Tuesday, November 13, 2007

Carpe Diem on CNBC's "Kudlow and Company"

Thanks to Larry Kudlow for another nice mention of Carpe Diem (this post and the graph above) on tonight's "Kudlow and Company" show on CNBC. Here is a link to the 14:38 segment titled "Goldilocks Is Golden" (go to about 13:24 for CD part).

The discussion was about how Goldman Sachs' stock price rose by 8% today (and is up by 33% since August, see chart below), in spite of the subprime mortgage crisis, partly because of the short positions that it used to successfully hedge credit risk.

I suggested during my appearance on "Kudlow and Company" last Thursday that the explosion in futures trading (35% annual growth since 2000, see chart above) has elevated hedging and risk-management to an all-time historical high, allowing many companies and investors to "hedge themselves out of diaster," as Larry Kudlow said on tonight's program.

(HT: Zied Lajnef)


3 Comments:

At 11/14/2007 9:17 AM, Anonymous Anonymous said...

So, the hedge funds managed their way out of the crisis.

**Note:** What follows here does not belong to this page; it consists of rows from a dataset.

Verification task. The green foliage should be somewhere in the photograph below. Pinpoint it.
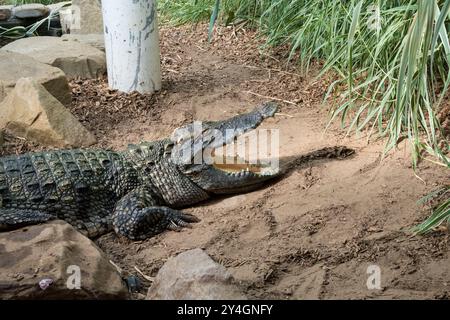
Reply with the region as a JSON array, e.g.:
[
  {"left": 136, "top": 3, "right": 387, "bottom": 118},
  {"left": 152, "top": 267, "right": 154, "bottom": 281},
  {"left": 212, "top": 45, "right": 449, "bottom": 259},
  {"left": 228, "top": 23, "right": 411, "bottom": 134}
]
[
  {"left": 160, "top": 0, "right": 450, "bottom": 165},
  {"left": 412, "top": 186, "right": 450, "bottom": 234},
  {"left": 0, "top": 0, "right": 61, "bottom": 5},
  {"left": 160, "top": 0, "right": 450, "bottom": 233}
]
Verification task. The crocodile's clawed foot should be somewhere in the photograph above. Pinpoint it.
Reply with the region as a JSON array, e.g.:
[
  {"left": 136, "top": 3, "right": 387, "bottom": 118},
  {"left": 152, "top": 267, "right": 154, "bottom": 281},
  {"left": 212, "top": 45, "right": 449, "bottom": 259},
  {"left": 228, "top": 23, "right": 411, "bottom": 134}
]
[
  {"left": 256, "top": 102, "right": 278, "bottom": 118},
  {"left": 167, "top": 212, "right": 200, "bottom": 231}
]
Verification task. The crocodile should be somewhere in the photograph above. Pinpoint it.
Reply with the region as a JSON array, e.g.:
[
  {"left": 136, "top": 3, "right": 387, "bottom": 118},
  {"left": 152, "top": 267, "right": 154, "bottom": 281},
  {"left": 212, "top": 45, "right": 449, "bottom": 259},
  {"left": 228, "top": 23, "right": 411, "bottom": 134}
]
[{"left": 0, "top": 102, "right": 356, "bottom": 240}]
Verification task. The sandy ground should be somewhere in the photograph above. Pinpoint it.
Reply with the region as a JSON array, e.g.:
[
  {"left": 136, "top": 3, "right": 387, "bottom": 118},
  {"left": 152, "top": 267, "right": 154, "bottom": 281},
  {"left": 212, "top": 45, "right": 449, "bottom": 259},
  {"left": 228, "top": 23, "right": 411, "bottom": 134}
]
[{"left": 2, "top": 26, "right": 450, "bottom": 299}]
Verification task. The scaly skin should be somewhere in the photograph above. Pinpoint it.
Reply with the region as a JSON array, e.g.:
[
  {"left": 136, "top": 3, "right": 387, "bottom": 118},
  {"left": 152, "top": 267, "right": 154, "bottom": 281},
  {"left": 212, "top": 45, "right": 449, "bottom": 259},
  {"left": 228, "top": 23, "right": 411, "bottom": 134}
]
[
  {"left": 0, "top": 103, "right": 276, "bottom": 240},
  {"left": 0, "top": 103, "right": 352, "bottom": 240}
]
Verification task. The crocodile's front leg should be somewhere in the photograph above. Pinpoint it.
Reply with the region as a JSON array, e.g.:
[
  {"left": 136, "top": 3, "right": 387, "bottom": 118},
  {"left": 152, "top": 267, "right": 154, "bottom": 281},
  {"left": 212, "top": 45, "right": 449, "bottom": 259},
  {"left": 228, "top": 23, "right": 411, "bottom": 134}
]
[
  {"left": 0, "top": 208, "right": 56, "bottom": 231},
  {"left": 112, "top": 187, "right": 199, "bottom": 240}
]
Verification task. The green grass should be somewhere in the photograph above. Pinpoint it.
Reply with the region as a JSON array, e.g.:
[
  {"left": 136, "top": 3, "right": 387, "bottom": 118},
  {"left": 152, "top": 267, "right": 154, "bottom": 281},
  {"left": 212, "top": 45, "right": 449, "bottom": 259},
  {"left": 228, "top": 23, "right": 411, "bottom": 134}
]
[
  {"left": 160, "top": 0, "right": 450, "bottom": 233},
  {"left": 0, "top": 0, "right": 61, "bottom": 5},
  {"left": 412, "top": 186, "right": 450, "bottom": 234}
]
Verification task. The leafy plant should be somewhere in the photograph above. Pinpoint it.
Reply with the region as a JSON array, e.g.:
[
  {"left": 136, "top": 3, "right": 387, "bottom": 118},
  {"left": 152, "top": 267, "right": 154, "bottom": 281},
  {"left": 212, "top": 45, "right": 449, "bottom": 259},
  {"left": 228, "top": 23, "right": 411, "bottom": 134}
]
[{"left": 412, "top": 186, "right": 450, "bottom": 234}]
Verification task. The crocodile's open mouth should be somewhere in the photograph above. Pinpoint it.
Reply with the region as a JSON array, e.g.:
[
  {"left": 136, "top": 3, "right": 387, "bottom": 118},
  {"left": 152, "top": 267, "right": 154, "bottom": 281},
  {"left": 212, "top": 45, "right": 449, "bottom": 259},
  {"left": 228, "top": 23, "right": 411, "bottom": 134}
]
[{"left": 213, "top": 156, "right": 275, "bottom": 176}]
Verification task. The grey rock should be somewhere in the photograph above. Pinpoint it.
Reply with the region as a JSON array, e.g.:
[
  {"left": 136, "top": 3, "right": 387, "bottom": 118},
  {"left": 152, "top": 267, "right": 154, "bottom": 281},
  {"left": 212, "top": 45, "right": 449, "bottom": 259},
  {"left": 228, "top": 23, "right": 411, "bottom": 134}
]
[
  {"left": 0, "top": 78, "right": 96, "bottom": 147},
  {"left": 0, "top": 50, "right": 72, "bottom": 105},
  {"left": 0, "top": 5, "right": 14, "bottom": 21},
  {"left": 47, "top": 1, "right": 72, "bottom": 11},
  {"left": 12, "top": 3, "right": 50, "bottom": 19},
  {"left": 147, "top": 249, "right": 246, "bottom": 300},
  {"left": 0, "top": 37, "right": 106, "bottom": 78},
  {"left": 0, "top": 220, "right": 129, "bottom": 300},
  {"left": 61, "top": 33, "right": 105, "bottom": 52},
  {"left": 70, "top": 0, "right": 103, "bottom": 34}
]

Who was on the buying end of their short-selling strategy? You make it sound as if the losses have evaporated into thin air!

 
At 11/14/2007 10:39 AM, Anonymous Anonymous said...

There are a lot of people in the derivative markets that have definetely not hedged themselves away from disaster. In fact, many of these new financial instruments have only contributed to the moral hazard prevalent in today's markets. As Minsky said: "stability is unstable". A lesson that many are learning now.

 
At 11/14/2007 11:14 AM, Blogger Mark J. Perry said...

How about this analogy: Suppose we have a large area affected by a major flood, earthquake, fire or tornado. Wouldn't that local economy be better off with market-priced property insurance than a similar area that didn't have insurance?

Point: Insurance markets and derivatives don't reduce the total, overall amount risk in the economy. But they do allow effective risk-management instruments that help protect the overall economy from shocks and risks, resulting in an economy that operates more efficienty, can perform at a higher level, grow at a faster rate and be better insulated against recessions?